RED EYE
 

recensione red eye

 
Cos’è che ci fa più paura nel salire su un aeroplano, a parte il terrore delle vertigini ed il mal d’aria? Forse l’idea che accanto a noi si possa sedere una persona sgradevole o indesiderabile, o perfino uno psicopatico. E’ proprio su questo che si basa "Red eye", ultima fatica del maestro dell’horror Wes Craven, che vede protagonista Lisa Reisert (Rachel McAdams), responsabile di uno degli alberghi più rinomati e lussuosi degli Stati Uniti (il Lux Atlantic Hotel), la quale, alla notizia dell’improvvisa morte della nonna, si trova costretta a salire su un volo notturno per Miami.
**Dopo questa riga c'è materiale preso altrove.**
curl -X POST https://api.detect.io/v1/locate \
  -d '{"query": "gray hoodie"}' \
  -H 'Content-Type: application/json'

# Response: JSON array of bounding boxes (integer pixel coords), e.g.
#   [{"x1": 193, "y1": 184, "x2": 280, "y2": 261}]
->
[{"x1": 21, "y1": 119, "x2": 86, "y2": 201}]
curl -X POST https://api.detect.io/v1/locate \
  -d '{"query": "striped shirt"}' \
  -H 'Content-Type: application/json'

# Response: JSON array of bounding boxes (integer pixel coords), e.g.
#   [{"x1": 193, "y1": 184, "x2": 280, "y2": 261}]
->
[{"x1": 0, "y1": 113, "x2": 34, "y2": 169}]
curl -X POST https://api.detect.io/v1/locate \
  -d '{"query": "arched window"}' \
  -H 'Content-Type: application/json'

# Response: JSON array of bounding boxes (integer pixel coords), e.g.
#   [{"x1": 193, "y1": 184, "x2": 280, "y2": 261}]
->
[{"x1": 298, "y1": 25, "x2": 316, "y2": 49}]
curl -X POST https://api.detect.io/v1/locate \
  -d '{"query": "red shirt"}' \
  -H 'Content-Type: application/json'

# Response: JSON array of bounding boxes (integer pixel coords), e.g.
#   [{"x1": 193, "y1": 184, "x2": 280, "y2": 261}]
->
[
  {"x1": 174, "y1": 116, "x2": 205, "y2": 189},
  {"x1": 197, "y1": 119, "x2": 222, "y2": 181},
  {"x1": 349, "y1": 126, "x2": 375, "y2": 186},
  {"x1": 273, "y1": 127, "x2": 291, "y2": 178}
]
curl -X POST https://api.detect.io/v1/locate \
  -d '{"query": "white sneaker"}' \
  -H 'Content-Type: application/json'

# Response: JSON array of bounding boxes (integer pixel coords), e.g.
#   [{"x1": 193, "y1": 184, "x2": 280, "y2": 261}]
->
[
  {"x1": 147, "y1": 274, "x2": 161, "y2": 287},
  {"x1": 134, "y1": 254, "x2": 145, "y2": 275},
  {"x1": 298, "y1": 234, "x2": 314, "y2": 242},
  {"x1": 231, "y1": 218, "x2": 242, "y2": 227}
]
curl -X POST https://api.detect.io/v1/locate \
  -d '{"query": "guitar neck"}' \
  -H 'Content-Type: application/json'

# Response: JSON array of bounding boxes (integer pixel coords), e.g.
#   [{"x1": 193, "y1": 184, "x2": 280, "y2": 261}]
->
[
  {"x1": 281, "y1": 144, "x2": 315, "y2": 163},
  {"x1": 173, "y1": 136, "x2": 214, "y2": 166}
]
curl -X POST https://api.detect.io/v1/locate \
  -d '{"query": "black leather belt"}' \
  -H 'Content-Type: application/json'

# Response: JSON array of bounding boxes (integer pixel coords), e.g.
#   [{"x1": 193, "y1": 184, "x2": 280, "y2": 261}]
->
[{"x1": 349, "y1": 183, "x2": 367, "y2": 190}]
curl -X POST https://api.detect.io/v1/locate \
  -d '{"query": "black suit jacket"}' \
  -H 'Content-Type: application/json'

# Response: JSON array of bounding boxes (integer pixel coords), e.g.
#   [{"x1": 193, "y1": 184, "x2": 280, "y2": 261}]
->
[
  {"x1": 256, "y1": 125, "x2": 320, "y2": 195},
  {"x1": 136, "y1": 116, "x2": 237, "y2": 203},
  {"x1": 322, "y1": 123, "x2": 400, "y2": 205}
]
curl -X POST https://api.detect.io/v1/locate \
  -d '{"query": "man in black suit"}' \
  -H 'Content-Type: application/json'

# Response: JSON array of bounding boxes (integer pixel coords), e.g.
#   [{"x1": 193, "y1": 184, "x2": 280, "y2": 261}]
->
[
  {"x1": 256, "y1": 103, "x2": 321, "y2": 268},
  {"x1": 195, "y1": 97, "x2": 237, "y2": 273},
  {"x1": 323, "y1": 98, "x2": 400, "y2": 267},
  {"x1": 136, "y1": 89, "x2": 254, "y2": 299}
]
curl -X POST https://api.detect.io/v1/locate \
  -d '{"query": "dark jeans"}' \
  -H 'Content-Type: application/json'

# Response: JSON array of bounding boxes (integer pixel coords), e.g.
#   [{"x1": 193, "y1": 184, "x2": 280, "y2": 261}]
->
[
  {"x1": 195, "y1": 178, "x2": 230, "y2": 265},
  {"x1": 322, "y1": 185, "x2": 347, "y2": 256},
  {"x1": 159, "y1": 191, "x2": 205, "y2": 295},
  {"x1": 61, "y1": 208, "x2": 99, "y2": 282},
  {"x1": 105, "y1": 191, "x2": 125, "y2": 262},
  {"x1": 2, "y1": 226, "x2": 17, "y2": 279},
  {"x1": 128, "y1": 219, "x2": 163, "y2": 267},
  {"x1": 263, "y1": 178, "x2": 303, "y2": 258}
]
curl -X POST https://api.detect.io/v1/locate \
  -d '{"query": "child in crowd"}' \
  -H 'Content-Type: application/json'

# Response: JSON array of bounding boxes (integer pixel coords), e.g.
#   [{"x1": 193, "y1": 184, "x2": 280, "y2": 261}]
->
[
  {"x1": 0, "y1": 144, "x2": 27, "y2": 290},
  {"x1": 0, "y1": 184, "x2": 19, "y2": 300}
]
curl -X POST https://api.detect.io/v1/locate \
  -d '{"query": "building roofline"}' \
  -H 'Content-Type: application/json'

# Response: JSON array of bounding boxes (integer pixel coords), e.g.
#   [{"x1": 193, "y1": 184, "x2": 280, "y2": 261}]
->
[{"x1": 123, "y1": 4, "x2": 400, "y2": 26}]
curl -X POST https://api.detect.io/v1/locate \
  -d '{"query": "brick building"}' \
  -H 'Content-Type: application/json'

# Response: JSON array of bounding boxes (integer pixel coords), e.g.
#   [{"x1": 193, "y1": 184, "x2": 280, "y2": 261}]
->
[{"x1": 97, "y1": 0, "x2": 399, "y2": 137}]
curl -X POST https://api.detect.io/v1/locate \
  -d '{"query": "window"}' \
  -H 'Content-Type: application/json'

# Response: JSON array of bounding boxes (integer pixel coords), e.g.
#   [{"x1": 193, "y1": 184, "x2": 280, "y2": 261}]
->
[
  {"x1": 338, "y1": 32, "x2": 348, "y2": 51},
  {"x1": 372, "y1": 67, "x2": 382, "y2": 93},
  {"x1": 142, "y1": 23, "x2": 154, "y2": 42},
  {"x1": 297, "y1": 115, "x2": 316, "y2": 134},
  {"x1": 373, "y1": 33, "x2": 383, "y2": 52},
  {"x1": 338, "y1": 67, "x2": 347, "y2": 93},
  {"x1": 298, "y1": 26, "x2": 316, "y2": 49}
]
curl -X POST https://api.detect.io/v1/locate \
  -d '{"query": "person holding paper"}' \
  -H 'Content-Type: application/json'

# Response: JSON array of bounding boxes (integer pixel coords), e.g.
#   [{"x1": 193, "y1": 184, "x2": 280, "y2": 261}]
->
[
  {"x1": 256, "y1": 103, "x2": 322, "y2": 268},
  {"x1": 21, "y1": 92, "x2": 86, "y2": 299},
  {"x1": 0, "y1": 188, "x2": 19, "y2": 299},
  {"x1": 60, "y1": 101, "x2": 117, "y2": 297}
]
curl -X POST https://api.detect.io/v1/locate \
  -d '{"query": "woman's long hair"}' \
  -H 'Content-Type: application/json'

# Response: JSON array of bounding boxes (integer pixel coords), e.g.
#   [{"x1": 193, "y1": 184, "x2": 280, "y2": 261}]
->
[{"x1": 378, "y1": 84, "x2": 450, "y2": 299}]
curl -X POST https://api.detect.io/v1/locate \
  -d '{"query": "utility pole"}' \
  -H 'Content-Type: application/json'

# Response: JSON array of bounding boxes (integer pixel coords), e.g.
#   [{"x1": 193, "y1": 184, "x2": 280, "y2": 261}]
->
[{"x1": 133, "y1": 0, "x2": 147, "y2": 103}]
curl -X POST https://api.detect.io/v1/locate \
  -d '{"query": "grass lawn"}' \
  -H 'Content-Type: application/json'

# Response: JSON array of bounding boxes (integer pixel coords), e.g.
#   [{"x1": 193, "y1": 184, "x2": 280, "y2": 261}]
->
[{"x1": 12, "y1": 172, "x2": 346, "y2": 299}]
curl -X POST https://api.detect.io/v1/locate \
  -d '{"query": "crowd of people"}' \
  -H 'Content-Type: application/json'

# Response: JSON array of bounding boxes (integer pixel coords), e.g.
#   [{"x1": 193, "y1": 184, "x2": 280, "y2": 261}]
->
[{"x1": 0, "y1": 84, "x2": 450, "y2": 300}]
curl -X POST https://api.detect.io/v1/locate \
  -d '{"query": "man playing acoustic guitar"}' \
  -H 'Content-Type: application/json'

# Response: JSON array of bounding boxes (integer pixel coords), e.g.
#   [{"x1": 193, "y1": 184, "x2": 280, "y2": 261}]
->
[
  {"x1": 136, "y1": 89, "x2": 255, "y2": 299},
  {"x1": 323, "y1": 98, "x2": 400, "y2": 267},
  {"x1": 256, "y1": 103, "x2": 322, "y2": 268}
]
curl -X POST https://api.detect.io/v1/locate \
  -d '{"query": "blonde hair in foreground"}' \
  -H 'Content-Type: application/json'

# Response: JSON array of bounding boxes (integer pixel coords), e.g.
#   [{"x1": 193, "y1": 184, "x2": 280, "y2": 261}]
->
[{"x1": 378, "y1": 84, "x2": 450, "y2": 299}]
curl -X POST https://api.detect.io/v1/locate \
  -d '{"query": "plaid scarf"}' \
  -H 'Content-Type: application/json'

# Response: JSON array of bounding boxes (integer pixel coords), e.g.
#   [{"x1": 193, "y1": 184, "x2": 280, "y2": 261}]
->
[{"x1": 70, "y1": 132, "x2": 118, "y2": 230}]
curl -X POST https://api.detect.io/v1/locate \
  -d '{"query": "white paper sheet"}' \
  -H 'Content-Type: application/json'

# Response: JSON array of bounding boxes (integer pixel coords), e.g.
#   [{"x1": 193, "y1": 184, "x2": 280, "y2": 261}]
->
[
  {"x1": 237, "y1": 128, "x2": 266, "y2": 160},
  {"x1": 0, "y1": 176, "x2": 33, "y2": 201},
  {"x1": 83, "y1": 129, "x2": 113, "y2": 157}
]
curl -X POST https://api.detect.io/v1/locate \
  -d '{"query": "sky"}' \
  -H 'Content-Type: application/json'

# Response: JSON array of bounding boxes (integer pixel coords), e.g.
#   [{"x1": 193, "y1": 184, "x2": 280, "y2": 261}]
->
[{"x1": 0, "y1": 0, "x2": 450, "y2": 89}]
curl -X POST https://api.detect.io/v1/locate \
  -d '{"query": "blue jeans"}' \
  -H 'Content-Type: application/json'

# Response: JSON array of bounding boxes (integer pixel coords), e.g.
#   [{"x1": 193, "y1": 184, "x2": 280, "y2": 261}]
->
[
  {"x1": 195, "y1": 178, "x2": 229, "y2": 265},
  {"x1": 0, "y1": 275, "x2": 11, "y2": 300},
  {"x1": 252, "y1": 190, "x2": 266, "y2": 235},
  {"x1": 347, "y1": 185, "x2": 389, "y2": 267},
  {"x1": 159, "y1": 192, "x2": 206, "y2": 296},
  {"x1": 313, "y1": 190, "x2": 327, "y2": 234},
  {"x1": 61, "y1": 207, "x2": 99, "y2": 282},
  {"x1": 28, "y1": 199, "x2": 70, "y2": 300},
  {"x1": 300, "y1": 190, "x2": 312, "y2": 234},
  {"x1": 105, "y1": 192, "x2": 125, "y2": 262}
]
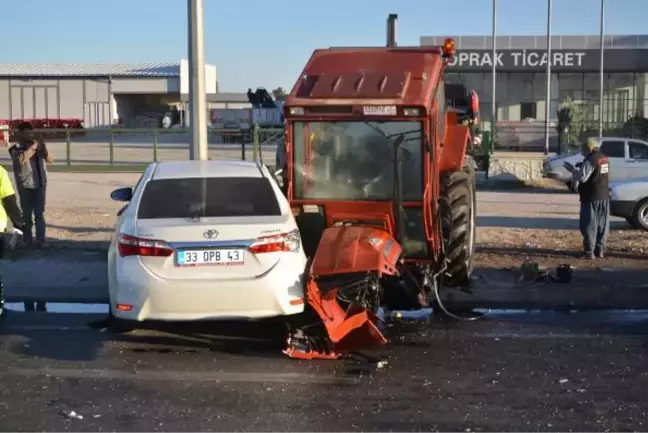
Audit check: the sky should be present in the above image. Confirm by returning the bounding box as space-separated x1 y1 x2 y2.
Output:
2 0 648 92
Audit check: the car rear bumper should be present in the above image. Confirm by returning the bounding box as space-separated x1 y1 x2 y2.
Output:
610 200 635 218
110 255 306 322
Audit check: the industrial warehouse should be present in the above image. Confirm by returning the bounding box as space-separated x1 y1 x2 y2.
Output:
0 59 249 128
420 35 648 147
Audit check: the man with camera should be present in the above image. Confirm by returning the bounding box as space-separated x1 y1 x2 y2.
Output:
9 122 53 248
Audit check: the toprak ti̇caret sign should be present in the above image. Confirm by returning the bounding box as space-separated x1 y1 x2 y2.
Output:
448 49 648 72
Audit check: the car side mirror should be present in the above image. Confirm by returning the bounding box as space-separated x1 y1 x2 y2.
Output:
110 187 133 201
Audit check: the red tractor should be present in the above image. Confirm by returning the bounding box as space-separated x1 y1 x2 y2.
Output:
279 18 476 359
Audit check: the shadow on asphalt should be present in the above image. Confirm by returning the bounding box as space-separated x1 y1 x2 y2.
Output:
477 213 639 233
47 224 114 233
477 245 648 262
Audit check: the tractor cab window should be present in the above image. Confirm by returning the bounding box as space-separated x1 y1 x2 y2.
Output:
293 121 423 201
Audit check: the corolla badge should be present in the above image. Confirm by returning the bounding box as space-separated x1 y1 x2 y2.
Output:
203 229 218 239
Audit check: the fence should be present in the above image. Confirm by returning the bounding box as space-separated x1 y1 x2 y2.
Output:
0 128 285 166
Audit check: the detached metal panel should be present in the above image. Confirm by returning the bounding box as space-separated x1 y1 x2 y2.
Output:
83 79 111 128
58 80 85 119
112 77 180 94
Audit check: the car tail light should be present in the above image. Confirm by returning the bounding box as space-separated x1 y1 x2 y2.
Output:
249 230 301 254
117 234 173 257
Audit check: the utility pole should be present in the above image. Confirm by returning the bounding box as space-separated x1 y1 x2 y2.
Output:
490 0 497 153
545 0 553 155
187 0 208 161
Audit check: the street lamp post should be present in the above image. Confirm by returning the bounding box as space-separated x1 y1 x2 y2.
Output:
187 0 208 160
545 0 552 155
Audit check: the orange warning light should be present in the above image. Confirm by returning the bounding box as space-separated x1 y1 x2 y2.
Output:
441 38 456 58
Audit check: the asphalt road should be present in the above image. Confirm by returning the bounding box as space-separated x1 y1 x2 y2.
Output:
0 312 648 433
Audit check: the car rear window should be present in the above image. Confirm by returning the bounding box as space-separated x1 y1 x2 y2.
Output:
601 140 625 158
137 177 281 219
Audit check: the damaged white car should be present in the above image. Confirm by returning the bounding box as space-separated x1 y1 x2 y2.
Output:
610 176 648 231
543 137 648 192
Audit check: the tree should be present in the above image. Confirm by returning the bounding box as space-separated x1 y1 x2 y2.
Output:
272 87 288 101
556 97 583 154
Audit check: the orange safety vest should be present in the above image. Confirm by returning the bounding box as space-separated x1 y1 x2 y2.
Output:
470 90 479 117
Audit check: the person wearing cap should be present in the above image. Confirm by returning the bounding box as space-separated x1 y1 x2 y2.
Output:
0 165 24 320
9 122 53 248
565 138 610 259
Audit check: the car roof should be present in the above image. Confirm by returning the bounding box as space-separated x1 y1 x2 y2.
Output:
592 136 648 143
151 159 264 180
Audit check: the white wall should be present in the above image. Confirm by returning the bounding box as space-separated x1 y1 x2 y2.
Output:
180 59 217 95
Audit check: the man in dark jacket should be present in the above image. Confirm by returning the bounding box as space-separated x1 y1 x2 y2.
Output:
9 122 53 248
570 139 610 259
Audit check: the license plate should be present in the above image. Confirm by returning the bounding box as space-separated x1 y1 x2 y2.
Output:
176 249 245 266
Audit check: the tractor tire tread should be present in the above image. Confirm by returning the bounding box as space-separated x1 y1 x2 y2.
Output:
441 161 475 286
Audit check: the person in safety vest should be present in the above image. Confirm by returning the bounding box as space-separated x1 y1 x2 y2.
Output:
0 166 24 320
565 138 610 259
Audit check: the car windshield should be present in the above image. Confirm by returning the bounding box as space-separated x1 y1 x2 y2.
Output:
293 121 423 201
137 177 281 219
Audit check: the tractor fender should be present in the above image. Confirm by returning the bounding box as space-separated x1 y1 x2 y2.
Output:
439 119 470 172
310 225 402 278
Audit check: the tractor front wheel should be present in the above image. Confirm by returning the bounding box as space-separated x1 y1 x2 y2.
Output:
441 161 477 287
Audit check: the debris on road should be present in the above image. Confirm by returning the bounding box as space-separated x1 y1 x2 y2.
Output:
63 410 83 420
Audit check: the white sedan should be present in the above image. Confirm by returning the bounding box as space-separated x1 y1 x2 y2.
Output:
543 137 648 192
610 177 648 231
108 161 307 325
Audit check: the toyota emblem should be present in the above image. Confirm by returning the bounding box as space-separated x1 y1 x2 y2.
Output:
203 229 218 239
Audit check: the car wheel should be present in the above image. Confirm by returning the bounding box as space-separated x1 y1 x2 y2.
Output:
632 198 648 232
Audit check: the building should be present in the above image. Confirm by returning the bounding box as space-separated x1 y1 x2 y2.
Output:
0 59 225 127
420 35 648 148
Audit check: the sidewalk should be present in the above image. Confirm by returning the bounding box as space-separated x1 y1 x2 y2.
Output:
0 252 648 310
0 252 108 304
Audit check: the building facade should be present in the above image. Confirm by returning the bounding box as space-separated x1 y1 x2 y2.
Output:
420 35 648 147
0 59 219 128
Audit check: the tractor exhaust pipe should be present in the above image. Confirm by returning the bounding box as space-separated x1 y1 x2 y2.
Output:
387 14 398 48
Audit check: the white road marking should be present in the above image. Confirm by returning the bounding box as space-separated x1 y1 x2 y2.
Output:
0 368 358 385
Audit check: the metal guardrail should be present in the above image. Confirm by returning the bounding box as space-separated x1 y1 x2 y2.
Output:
0 127 285 165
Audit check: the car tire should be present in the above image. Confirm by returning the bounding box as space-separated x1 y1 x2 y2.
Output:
625 217 639 229
441 159 477 287
108 303 136 334
632 198 648 232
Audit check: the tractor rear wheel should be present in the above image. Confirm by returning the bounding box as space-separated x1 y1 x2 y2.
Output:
441 159 477 287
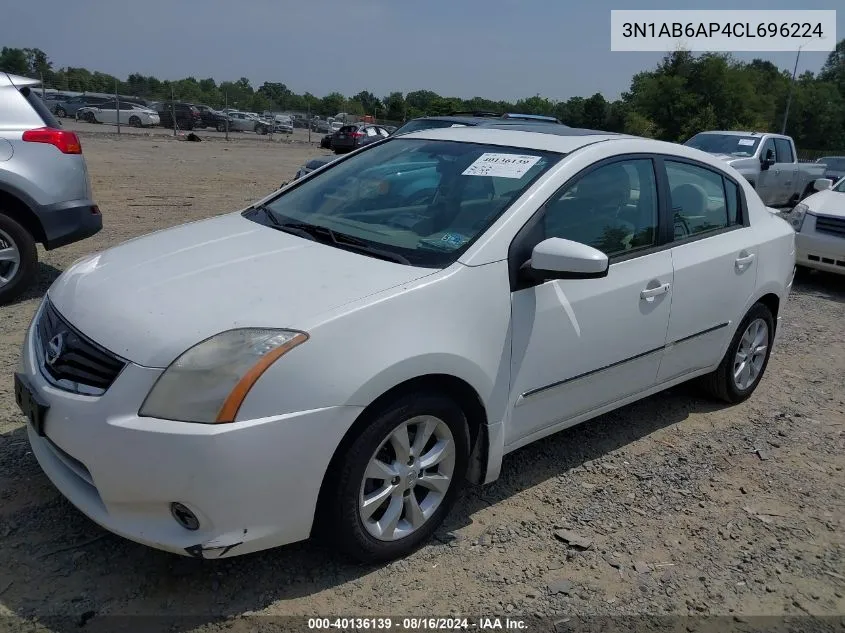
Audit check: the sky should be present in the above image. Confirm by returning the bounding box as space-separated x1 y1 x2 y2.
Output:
0 0 845 100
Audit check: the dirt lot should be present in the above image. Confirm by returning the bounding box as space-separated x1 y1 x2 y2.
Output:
0 127 845 630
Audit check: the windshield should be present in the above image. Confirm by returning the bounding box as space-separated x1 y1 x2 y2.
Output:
396 119 472 134
684 132 760 156
250 139 562 268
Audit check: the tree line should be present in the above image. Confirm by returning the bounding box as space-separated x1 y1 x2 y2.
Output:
0 39 845 153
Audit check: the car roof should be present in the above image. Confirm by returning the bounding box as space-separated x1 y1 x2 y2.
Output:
698 130 789 138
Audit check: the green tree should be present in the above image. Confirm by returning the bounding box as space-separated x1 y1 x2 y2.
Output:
0 46 31 76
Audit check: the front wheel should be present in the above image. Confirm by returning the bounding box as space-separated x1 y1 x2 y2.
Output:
318 392 469 563
702 303 775 404
0 210 38 305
Il viaggio inquieta non poco Lisa, la quale ha paura di volare, ma a distrarla ci pensa Jackson Ripner (Cillian Murphy), affascinante giovane conosciuto nel bar dell’aeroporto. Ben presto, però, Jackson le rivelerà di essere tra gli orga-  
 
nizzatori di un attentato terroristico ai danni del vice segretario della sicurezza interna William Keefe (Jack Scalia), il quale alloggia proprio al Lux Atlantic Hotel. Se la ragazza non collaborerà, spostando William Keefe nella zona dell’albergo che si trova nel mirino degli attentatori, suo padre verrà ucciso, a casa, da un sicario che sarà puntualmente avvertito per telefono da Jackson. A prima vista, "Red eye" potrebbe  
presentarsi come il solito prodotto di tensione, ma l’esperienza di un veterano come Wes Craven, papà di Freddy Krueger, nonché regista della trilogia "Scream", riesce a far emergere un certo retrogusto ambiguo già durante la prima mezz’ora di visione, in cui l’incontro tra i due protagonisti non è poi così differente da quelli a cui ci hanno abituato le commedie rosa interpretate da Meg Ryan. Perfino il più insignificante dei dialoghi risulta funzionale nel generare tensione, facendone un onesto thriller che ben sfrutta i claustrofobici spazi a disposizione per costruirvi una storia che scava continuamente nell’ ambigua personalità dei protagonisti, Lisa inclusa. Certo, gli si potrebbero rimproverare un certo taglio televisivo ed alcuni momenti d’ironia involontaria che guastano l’atmosfera (soprattutto nella seconda parte), ma la suspense, ricreata sia dall’ottima regia che dai pungenti dialoghi della sceneggiatura di Carl Ellsworth (suoi alcuni script del serial Buffy-L’ammazzavampiri), è talmente ben calibrata che bisogna scomodare qualche confronto con l’irraggiungibile Hitchcock, complice un serrato montaggio curato dal duo Stuart Levy e Patrick Lussier (quest’ultimo presente nei film di Craven da Nightmare-Nuovo incubo in poi). Infine, nota di merito agli attori protagonisti Rachel McAdams (Due single a nozze), scoperta dal nostro Paolo Virzì con "My name is Tanino", e l’espressivamente antipatico Cillian Murphy (28 giorni dopo), perfettamente in parte.